Me: Please leave me alone.
Bum: You look good today, I hope God is smiling down upon you.
Me: At this moment in time I would say that he wasn't.
Bum: Hey, I've got an idea. How about I do something that will make you want to give me money.
Me: Please go away.
Bum: I'll tell you were you got your shoes and you give me five bucks.
Me; No
Bum: Please, I need bus fare.
Me: Hey, no fair. Your crossing over into angry bum territory. Play in your own league.
Bum: Okay. Now how about our deal.
Me: Please Jesus, kill me now. Jesus?...Are you there Jesus?.........Okay fine. Thrill me.
Bum: Al-righty...........You got your shoes on Third Avenue.
(I go blank as blows rain down upon bum. I awake three hours later in police custody and looking at a lengthy jail term. But it well worth it)

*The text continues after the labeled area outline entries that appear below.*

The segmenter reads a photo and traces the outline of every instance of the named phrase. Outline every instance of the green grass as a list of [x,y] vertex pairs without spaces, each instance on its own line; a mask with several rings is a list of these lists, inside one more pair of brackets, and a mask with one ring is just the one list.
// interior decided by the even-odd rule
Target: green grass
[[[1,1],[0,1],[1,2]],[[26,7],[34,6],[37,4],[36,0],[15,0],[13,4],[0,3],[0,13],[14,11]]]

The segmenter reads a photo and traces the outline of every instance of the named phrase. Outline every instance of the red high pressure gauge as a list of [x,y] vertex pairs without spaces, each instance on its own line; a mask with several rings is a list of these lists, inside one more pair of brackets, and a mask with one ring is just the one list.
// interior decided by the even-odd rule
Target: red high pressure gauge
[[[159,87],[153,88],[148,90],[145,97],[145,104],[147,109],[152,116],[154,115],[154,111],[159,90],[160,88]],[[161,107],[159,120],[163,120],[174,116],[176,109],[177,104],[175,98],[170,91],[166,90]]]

In some cases these bums exchange some cheap merchandise, that they has come across, for the money in your pocket. Now, I must warn you. Most of this merchandise has been pulled from local dumpsters or is in some cases, stolen. The dumpster merchandise is usually easy to spot. It tends to be mismatched. In one hand the bum will be holding a ski hat and Bic pens and in the other hand he'll be holding a bathing thong and a can of shaving cream. The stolen stuff at least has a theme. For instance they may be holding half a dozen foam front baseball hats that say thing like "Number One Grandpa" or "Sexy Grandma". The type of hats that truck drivers and mentally depraved old people wear. The kind of people who think hats like that are either some type of award or reflective of how others see them. Thee bum will want to give you the merchandise at a reduced cost. In some cases asking you just to give them one fifth the actual asking price that one would normally pay in a store for this top of the line product. Now here is where the bum's lack of job skills and economic knowledge really work against them. Since the product is stolen and thereby has no value, I can simply take the product and not feel obliged to make financial restitution. After-all one fifth of nothing is nothing. Game, set and match.....Me.

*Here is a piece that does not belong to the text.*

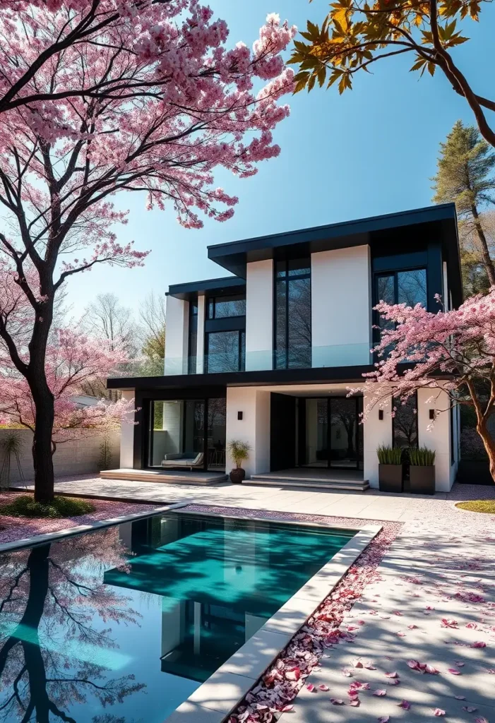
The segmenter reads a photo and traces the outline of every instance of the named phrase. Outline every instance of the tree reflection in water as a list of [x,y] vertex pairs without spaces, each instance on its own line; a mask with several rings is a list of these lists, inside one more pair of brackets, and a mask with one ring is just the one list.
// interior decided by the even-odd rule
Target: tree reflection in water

Finally we come to the most mysterious off all bums, and that is the bum who owns a TV. If you walk down some of the streets in the city you can often see someone sitting on the streets bathed in a flickering blue light. Not unusual to see someone bathed in colored light, especially in the city. What with all of that neon they use. But as you approach you notice that it isn't neon coloring the man, but rather a small battery powered TV set that he has propped up on a box and is watching. Usually its some half brained sit-com. I guess that's all he can get. It must be hard to get cable on that thing so you know he doesn't have any info on how the Yankees did that night. This is the one bum I really can't figure out. They always seem happy and never hit me up for money. Which is strange when you think about it. Bums need money for all kinds of things; food, booze, towels, bus tickets, you name it. But this one has thrown batteries into the mix. And these batteries can be expensive. I don't know how they can swing it. I hate buying batteries. They always make me go over my budget at the supermarket. Most portable things I own now are powered by turning a crank and powering up a small generator. My flashlights, my radio, my dialysis machine, all non battery powered. Mainly in an attempt to stay green, but also because I am too cheap to pay for batteries. Plus chicks dog it when you go all green on them. They really love a guy who gives a rats ass about the earth, or at least pretends to. This is my least annoying bum. He never bothers me for money or gets in my face. I can't say as I am a fan of seeing him just sit in front of a TV all day letting his life go by. But, to each his own.